A man visits the Green Ox blanket booth. The use of such community resources, public and otherwise, combined with the use of the basic hygiene items provided in the backpacks can give someone the confidence or ability to help them get a job or improve their lives, Preciado says. “That’s something we’ve seen work first hand at the Green Ox.” Cannabis businesses, having been deemed essential and are allowed to operate during the COVID-19 pandemic, and the concerted effort of local cannabis businesses to give back to the community during this time is a welcome trend, Davis says. UPLIFT has worked with other cannabis companies in the past. Notably Papa & Barkley participates in their Pathway to Payday program, which features four days of seminars, workshops, and mock interviews, leading into real interviews and, ideally, real jobs. Davis appreciates that this is “a community effort to address this complex problem that we’re facing,” an effort to pump some time and money back into the community — above and beyond the required payments of fees and taxes.

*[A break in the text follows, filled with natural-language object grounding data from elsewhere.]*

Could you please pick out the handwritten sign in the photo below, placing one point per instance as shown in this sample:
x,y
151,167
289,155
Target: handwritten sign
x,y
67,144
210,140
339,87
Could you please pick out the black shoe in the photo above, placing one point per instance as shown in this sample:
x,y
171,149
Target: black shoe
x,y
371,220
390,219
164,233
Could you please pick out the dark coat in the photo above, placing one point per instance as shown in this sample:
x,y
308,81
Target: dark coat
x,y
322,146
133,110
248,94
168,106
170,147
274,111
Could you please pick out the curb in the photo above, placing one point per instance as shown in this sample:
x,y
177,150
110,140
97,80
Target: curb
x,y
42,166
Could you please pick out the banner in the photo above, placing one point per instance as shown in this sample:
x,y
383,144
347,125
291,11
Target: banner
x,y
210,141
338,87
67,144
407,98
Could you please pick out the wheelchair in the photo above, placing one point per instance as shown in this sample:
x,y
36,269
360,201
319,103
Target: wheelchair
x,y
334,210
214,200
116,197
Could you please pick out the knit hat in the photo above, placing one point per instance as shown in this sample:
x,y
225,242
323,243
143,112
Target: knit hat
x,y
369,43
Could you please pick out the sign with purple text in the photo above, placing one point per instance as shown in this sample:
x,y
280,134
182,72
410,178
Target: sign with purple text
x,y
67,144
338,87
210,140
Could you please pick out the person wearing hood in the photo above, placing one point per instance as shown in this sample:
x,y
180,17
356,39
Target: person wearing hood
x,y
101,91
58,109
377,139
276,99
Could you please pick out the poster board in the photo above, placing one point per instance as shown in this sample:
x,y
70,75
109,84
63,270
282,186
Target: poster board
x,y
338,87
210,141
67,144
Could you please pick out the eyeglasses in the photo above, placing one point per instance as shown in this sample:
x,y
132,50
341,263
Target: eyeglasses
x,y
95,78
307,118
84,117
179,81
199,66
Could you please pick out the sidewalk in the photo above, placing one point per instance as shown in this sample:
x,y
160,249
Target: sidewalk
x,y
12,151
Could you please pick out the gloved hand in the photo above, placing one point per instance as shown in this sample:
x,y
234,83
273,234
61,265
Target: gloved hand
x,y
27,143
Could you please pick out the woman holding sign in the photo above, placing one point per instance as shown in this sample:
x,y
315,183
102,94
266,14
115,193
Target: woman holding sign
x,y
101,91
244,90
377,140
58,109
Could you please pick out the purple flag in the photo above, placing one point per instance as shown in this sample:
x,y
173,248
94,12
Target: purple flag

Booth with colorful blankets available. As a significant portion of the cannabis industry now exists in a legitimized context in California, its companies advertise employment opportunities on websites like Indeed.com and Craigslist. People seeking work need email addresses, resumes and references, a dramatic departure from the primarily word-of-mouth sourced workforce of the industry’s past. By partnering with organizations in the same vein as UPLIFT Eureka and Humanity Heroes, cannabis businesses can help with the distribution of tactile resources to people in need, while also increasing their exposure to the community at large. Furthermore, direct participation in community-oriented philanthropic programs enables cannabis businesses to let the community know that employment in the industry is within reach for all types of people, but resumes and references may be required. *Please note Green Ox is an advertiser on this website.